DROPS - Document

License:

Creative Commons Attribution 4.0 International license (CC BY 4.0)
When quoting this document, please refer to the following
DOI: 10.4230/LIPIcs.ESA.2023.40
URN: urn:nbn:de:0030-drops-186935
URL: http://dagstuhl.sunsite.rwth-aachen.de/volltexte/2023/18693/

Go to the corresponding LIPIcs Volume Portal

Ding, Xiangyun ; Dong, Xiaojun ; Gu, Yan ; Liu, Youzhe ; Sun, Yihan

Efficient Parallel Output-Sensitive Edit Distance

pdf-format:

LIPIcs-ESA-2023-40.pdf (2 MB)

Abstract

In this paper, we study efficient parallel edit distance algorithms, both in theory and in practice. Given two strings A[1..n] and B[1..m], and a set of operations allowed to edit the strings, the edit distance between A and B is the minimum number of operations required to transform A into B. In this paper, we use edit distance to refer to the Levenshtein distance, which allows for unit-cost single-character edits (insertions, deletions, substitutions). Sequentially, a standard Dynamic Programming (DP) algorithm solves edit distance with Θ(nm) cost. In many real-world applications, the strings to be compared are similar to each other and have small edit distances.

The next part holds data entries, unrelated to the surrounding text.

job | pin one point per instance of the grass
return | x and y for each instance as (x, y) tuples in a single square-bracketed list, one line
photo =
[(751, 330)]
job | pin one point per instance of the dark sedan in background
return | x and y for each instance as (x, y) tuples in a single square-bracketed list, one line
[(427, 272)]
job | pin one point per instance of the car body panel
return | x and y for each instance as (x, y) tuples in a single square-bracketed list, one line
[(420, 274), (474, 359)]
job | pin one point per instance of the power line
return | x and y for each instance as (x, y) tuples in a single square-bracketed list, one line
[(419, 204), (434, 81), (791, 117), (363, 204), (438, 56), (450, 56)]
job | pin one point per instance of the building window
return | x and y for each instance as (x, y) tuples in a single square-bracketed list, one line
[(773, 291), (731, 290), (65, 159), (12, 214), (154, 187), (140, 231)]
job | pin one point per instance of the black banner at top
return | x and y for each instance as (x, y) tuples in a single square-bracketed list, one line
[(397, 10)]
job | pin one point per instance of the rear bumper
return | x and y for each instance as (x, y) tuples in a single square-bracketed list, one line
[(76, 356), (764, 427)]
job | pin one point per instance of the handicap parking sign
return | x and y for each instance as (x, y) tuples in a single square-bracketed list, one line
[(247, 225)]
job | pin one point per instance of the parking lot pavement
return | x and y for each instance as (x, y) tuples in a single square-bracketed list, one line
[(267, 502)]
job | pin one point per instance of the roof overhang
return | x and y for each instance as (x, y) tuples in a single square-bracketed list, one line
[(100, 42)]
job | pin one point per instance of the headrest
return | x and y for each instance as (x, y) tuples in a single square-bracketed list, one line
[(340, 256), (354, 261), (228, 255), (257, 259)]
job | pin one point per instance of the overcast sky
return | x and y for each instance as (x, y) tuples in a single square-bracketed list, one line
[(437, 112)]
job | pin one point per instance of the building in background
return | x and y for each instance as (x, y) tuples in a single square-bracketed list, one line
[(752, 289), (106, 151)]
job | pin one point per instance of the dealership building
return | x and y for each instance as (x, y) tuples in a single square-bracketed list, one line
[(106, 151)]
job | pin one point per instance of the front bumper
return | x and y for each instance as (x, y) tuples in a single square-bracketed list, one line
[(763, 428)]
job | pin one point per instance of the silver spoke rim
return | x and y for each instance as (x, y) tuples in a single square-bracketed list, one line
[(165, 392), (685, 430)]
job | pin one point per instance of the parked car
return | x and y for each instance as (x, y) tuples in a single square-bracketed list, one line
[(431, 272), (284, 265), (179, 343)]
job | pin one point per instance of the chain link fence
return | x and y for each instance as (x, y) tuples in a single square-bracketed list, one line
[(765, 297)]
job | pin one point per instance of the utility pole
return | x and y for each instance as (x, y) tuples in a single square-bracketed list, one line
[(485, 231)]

To achieve highly practical implementations, we focus on output-sensitive parallel edit-distance algorithms, i.e., to achieve asymptotically better cost bounds than the standard Θ(nm) algorithm when the edit distance is small. We study four algorithms in the paper, including three algorithms based on Breadth-First Search (BFS), and one algorithm based on Divide-and-Conquer (DaC). Our BFS-based solution is based on the Landau-Vishkin algorithm. We implement three different data structures for the longest common prefix (LCP) queries needed in the algorithm: the classic solution using parallel suffix array, and two hash-based solutions proposed in this paper. Our DaC-based solution is inspired by the output-insensitive solution proposed by Apostolico et al., and we propose a non-trivial adaption to make it output-sensitive. All of the algorithms studied in this paper have good theoretical guarantees, and they achieve different tradeoffs between work (total number of operations), span (longest dependence chain in the computation), and space.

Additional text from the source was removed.